In 1986 when president Yoweri Museveni came to power he
lamented how backward the country was. One of his favourite illustrations of
why we remain backward was that more than two decades after independence we did
not even manufacture safety pins.
Well 26 years down the road and we still do not manufacture
safety pins.
Last month the key note speaker at the 6th Competitiveness
Forum was economist Professor Ricardo Hausmann,
Hausmann’s work on relatedness of products traded in the
global economy, the product space, and its predictive value in determining the
economic growth prospects of countries is fast gaining traction.
One of the outcomes of this work is the creation of the
Economic Complexity Index, which differentiates economies by the complexity of
the products they make. The more complex the products and economy makes e.g.
jet planes the more developed it is.
In explaining why the US for example, has experienced an
explosion in wealth in the last two centuries, unparalled in economic history,
Hausmann says that it is down to the country’s ability to produce more and more
products.
So the trick seems to be, to produce more and more products
and that are also increasing in sophistication. You expand your product range
by producing related products and then increase the sophistication of the
products and processes.
So for instance since we do fish not only can we go up the
value chain in fish processing but we can also branch out into crocodile
farming and its related industry maybe, with much greater success than we would
if we attempted manufacturing speed boats?
The greater the sophistication of an economy or product the
more knowledge is embedded in it – a calculator has much more knowledge
embedded in it than a pencil and needs greater organizational sophistication to
produce.
For purposes of illustration Hausmann uses the term
personbyte to refer to the knowledge in one person.
“To create products with more than one personbyte, you need
to aggregate personbytes. This is done by creating networks of people we call
firms and networks of firms we call the value chain,” Hausmann said.
Government interventions have been many and registered
varying success.
It seems though that the more sustainable interventions by
governments would be to enable companies to go about the business of making
these products.
Interventions such as charting credible national strategies,
efficient provision of public goods – law & order, social services and
infrastructure are more effective than government trying to startup companies
and create products.
This is because the private sector driven by the profit
motive is best suited to leverage the process of experimentation and inevitable
failure that comes with identifying products and markets. Governments on the
other hand are often driven by other motives than operational effectiveness and
market efficiency.
Which brings us full circle to why Uganda is not yet
manufacturing safety pins 26 years after Museveni identified this a singular
failure of our economy.
One, Uganda probably does not need to produce safety pins –
who uses them anyway? Two, there are no related industries from which we can
launch our safety pin factory and therefore we are not the best suited to
produce suited to produce safety pins – one can probably get them cheaper from
China anyway.
But it was not our inability to manufacture safety pins that
was at issue, but that the economy was not diversified enough.
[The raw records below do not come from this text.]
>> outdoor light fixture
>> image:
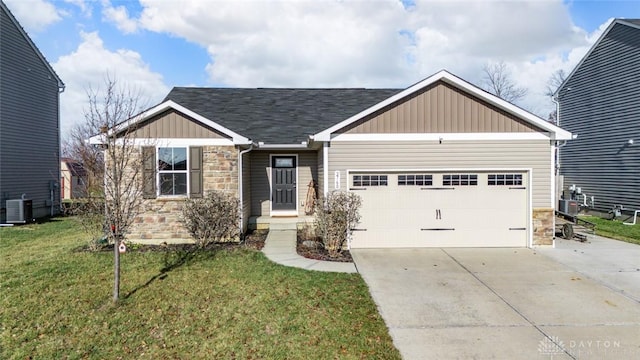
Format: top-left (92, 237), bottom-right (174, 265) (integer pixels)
top-left (628, 139), bottom-right (634, 145)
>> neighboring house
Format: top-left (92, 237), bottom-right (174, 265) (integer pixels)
top-left (91, 70), bottom-right (571, 248)
top-left (0, 1), bottom-right (65, 222)
top-left (556, 19), bottom-right (640, 215)
top-left (60, 158), bottom-right (87, 200)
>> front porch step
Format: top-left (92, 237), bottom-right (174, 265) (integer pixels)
top-left (269, 222), bottom-right (298, 231)
top-left (247, 215), bottom-right (314, 231)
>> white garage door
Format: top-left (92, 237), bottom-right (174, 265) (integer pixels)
top-left (350, 172), bottom-right (528, 248)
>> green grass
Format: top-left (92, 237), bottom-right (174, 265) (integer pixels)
top-left (0, 218), bottom-right (400, 359)
top-left (579, 215), bottom-right (640, 245)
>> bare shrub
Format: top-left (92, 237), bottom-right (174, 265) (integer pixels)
top-left (181, 191), bottom-right (240, 247)
top-left (314, 191), bottom-right (361, 258)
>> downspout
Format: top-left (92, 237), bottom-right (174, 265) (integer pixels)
top-left (323, 142), bottom-right (329, 198)
top-left (55, 83), bottom-right (66, 216)
top-left (238, 144), bottom-right (254, 238)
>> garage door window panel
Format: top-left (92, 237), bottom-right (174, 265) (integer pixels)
top-left (443, 174), bottom-right (478, 186)
top-left (488, 174), bottom-right (523, 186)
top-left (398, 174), bottom-right (433, 186)
top-left (353, 175), bottom-right (388, 187)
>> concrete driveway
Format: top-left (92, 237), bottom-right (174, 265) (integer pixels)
top-left (352, 242), bottom-right (640, 359)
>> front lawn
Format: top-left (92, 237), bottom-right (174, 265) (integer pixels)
top-left (0, 218), bottom-right (399, 359)
top-left (579, 215), bottom-right (640, 245)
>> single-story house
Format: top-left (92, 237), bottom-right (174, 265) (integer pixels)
top-left (60, 158), bottom-right (87, 200)
top-left (92, 70), bottom-right (572, 248)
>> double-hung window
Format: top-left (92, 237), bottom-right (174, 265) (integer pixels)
top-left (158, 147), bottom-right (188, 196)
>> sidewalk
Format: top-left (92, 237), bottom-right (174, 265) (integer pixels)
top-left (261, 223), bottom-right (357, 273)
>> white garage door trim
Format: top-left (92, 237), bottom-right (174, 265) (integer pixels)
top-left (346, 168), bottom-right (533, 248)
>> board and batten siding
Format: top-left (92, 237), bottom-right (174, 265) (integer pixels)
top-left (558, 21), bottom-right (640, 212)
top-left (328, 140), bottom-right (552, 208)
top-left (131, 110), bottom-right (228, 139)
top-left (249, 151), bottom-right (318, 217)
top-left (339, 81), bottom-right (540, 134)
top-left (1, 4), bottom-right (61, 220)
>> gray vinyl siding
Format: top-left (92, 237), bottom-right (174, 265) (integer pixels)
top-left (0, 4), bottom-right (62, 221)
top-left (558, 22), bottom-right (640, 212)
top-left (339, 81), bottom-right (540, 134)
top-left (249, 151), bottom-right (318, 217)
top-left (328, 140), bottom-right (552, 208)
top-left (131, 110), bottom-right (228, 139)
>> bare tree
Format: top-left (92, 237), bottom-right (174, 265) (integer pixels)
top-left (81, 76), bottom-right (150, 302)
top-left (482, 61), bottom-right (528, 103)
top-left (545, 69), bottom-right (567, 97)
top-left (545, 69), bottom-right (567, 124)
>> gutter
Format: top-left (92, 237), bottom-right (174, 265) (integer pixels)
top-left (256, 142), bottom-right (309, 149)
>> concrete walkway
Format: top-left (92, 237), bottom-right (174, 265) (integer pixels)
top-left (261, 222), bottom-right (357, 273)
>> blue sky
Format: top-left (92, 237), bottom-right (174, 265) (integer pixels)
top-left (4, 0), bottom-right (640, 138)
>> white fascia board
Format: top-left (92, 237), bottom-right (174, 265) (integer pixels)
top-left (127, 138), bottom-right (235, 147)
top-left (330, 132), bottom-right (551, 142)
top-left (256, 143), bottom-right (310, 149)
top-left (88, 100), bottom-right (252, 145)
top-left (314, 69), bottom-right (572, 141)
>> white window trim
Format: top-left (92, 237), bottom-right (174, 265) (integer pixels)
top-left (157, 146), bottom-right (190, 198)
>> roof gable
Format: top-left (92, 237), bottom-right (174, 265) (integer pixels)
top-left (132, 109), bottom-right (230, 139)
top-left (89, 100), bottom-right (251, 145)
top-left (314, 70), bottom-right (572, 141)
top-left (556, 18), bottom-right (640, 96)
top-left (337, 80), bottom-right (540, 135)
top-left (0, 1), bottom-right (64, 89)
And Hausmann’s work suggests start with where you are but
warns against getting fixated with agriculture.
He says developing agriculture and its related industries is
not sufficient to ensure sustained development but that in addition we need to
be making other things as well. Agriculture can as well serve as a launch pad.
He gave the interesting example of the Finland whose major
natural resource is its forests, so the Finns developed wood-related industries. But they also developed industries that
specialised in making the cutting tools for felling trees. But since cutting is
cutting they extended this technology to cutting tools for anything else. And
then they automated these tools. And they made them more precise using high
technology. To cut—pun intended, a long story short the unintended consequence
of the development of the lumbering industry was the creation of mobile
telephone technology that led to Nokia.